The man, Lord Lucan’s Irish legal agent, Michael J. Egan, was from Castlebar, which had been historically tied to the Lucan family since the 1500s. Lucan owned the ground rents in the County Mayo town, which residents refused to pay until the peer reappeared.
Personally, I believe Lord Lucan is alive, although I have no proof of that. He was so influential and had such influential friends, he would be able to call on them in any part of the world. I believe he is in some part of Africa or South America.
Furthermore, Egan, who had represented ‘the Lucan interests in Castlebar’ for upwards of fifty years, believed that Lord Lucan was not guilty of the murder.

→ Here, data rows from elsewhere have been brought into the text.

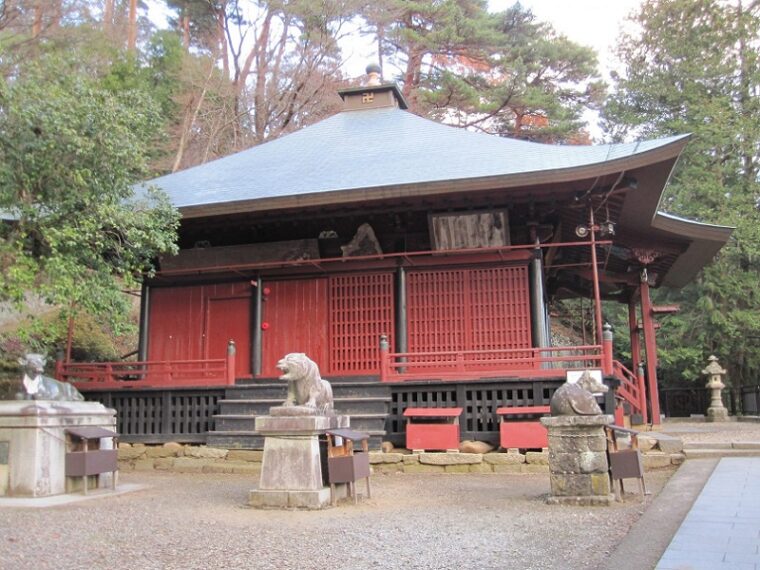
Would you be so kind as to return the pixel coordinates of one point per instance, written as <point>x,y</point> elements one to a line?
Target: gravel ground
<point>189,521</point>
<point>723,432</point>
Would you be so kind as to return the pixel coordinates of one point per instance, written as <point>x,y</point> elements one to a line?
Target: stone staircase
<point>365,400</point>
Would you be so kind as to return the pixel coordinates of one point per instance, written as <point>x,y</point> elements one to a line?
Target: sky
<point>594,23</point>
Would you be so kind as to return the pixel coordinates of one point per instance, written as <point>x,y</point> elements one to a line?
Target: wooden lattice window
<point>361,309</point>
<point>469,310</point>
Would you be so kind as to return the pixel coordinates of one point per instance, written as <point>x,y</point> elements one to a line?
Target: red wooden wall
<point>337,320</point>
<point>294,319</point>
<point>468,309</point>
<point>195,323</point>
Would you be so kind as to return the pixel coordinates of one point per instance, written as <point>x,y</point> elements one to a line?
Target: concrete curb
<point>650,536</point>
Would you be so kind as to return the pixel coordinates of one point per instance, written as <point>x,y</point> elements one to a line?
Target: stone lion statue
<point>38,387</point>
<point>577,399</point>
<point>306,389</point>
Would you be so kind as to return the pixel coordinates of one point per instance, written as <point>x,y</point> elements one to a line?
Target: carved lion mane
<point>305,385</point>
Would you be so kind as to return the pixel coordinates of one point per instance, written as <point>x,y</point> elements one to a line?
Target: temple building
<point>414,262</point>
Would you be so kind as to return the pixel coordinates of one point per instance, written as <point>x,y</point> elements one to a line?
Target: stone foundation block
<point>504,458</point>
<point>204,452</point>
<point>593,462</point>
<point>164,464</point>
<point>159,452</point>
<point>247,468</point>
<point>563,441</point>
<point>144,465</point>
<point>481,468</point>
<point>128,453</point>
<point>582,501</point>
<point>564,462</point>
<point>537,457</point>
<point>388,468</point>
<point>597,443</point>
<point>677,458</point>
<point>600,484</point>
<point>570,485</point>
<point>375,457</point>
<point>463,468</point>
<point>656,460</point>
<point>418,468</point>
<point>273,499</point>
<point>218,467</point>
<point>190,464</point>
<point>646,443</point>
<point>507,468</point>
<point>245,455</point>
<point>669,444</point>
<point>450,458</point>
<point>534,468</point>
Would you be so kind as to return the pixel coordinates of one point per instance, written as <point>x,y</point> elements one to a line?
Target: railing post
<point>230,368</point>
<point>384,364</point>
<point>607,350</point>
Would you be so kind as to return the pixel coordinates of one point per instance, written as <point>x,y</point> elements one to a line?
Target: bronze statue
<point>38,387</point>
<point>577,399</point>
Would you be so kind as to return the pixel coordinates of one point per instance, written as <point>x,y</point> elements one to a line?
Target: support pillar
<point>650,345</point>
<point>142,343</point>
<point>541,338</point>
<point>633,328</point>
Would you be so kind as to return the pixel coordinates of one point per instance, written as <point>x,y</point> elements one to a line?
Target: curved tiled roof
<point>374,149</point>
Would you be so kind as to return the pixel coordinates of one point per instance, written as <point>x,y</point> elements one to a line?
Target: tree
<point>504,73</point>
<point>70,149</point>
<point>692,66</point>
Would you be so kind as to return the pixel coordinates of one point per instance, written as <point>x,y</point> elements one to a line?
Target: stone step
<point>246,422</point>
<point>722,445</point>
<point>343,405</point>
<point>279,390</point>
<point>245,439</point>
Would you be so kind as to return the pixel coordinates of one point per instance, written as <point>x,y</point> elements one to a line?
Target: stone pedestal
<point>578,465</point>
<point>33,444</point>
<point>291,469</point>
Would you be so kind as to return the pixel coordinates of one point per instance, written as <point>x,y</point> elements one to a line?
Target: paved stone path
<point>722,529</point>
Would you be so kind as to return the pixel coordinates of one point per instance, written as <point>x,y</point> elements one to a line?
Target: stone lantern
<point>717,411</point>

And as the new millennium rolled around, speculation around Lord Lucan’s whereabouts continued fill newspaper columns. In September 2003 Matthew Grey for the Irish Independent reviewed newly published book Dead Lucky, in which author and Scotland Yard Duncan MacLaughlin claimed that Lord Lucan had ‘drank himself to death in Goa.’

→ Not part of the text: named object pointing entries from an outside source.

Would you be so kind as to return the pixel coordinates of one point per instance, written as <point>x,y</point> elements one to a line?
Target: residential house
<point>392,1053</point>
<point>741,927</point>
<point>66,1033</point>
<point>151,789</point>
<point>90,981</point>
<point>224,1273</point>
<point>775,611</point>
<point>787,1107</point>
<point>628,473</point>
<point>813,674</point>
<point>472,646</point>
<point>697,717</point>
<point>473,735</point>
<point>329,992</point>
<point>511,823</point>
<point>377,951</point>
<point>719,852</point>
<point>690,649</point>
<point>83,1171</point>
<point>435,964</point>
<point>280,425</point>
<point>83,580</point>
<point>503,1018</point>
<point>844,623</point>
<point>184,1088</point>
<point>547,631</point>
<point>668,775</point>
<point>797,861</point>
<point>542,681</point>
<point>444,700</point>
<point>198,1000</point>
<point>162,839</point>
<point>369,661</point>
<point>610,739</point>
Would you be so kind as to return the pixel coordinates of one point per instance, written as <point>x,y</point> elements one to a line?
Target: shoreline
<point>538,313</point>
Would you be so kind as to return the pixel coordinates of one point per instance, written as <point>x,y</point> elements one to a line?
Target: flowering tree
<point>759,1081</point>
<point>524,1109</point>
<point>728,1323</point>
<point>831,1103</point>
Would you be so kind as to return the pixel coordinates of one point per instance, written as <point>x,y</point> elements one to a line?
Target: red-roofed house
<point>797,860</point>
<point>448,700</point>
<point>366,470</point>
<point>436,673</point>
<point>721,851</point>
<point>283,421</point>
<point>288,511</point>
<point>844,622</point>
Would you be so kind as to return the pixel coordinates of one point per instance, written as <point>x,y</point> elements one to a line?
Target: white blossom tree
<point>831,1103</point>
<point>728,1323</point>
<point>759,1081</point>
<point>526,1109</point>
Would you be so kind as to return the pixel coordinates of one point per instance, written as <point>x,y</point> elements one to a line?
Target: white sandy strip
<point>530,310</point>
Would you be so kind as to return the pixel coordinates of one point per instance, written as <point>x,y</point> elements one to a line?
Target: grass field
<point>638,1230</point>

MacLaughlin’s claims centred around a ‘bearded hippie,’ who was nicknamed ‘Jungle Barry’ and had arrived ‘on foot in Bombay in 1975.’ This man, whose full name was Barry Halpin, was known as an ‘eccentric Irishman who was uncomfortable talking about his past.’ Halpin lived in Goa, making a ‘meagre living playing backgammon and leading jungle trips for Western tourists,’ before passing away in 1996.
Indeed, Halpin had even once claimed to be Lord Lucan. The proprietor of his local bar, Pradip Lawande, saw a British visitor with a newspaper clipping of the missing earl. He remarked to Halpin how it looked like him, and Halpin nodded, saying ‘That’s right. I’m Lord Lucan.’ Lawande owned that he ‘never knew whether he was serious or joking.’
But Matthew Beard for the Irish Independent remarks in his review how the book would ‘struggle to win over sceptics in the absence of a body or DNA evidence.’ Halpin, an alcoholic, had died from ‘cirrhosis of the liver and a few other things.’ He had been cremated in ‘a Viking-style funeral’ pyre, which had been doused ‘with his favourite Goan tipple, feni,’ his ashes scattered at a nearby waterfall.
Lord Lucan’s wife was not convinced by the claims either; Beard described how she thought the book’s theory was ‘nonsense.’ Meanwhile, Beard again shared the opinion of Lucan’s former best friend, John Aspinall, who had said in 2000 that ‘the earl’s bones probably lay ‘250 feet under the Channel.’’
Lord Lucan was not declared officially dead until 2016, when his son George inherited the title. Sightings of him still continue to be reported, with one emerging from Australia as recently as 2020. And although the mystery endures to this day, it is important to remember Sandra Rivett, whose life was so savagely ended that day. A young woman, with her life ahead of her, is often forgotten with all the rumours that continue to swirl around the case. Indeed, press coverage of the time makes Sandra nothing but a victim, but she was much more than that, much more than a player in the theatrics of Lord Lucan’s mysterious disappearance.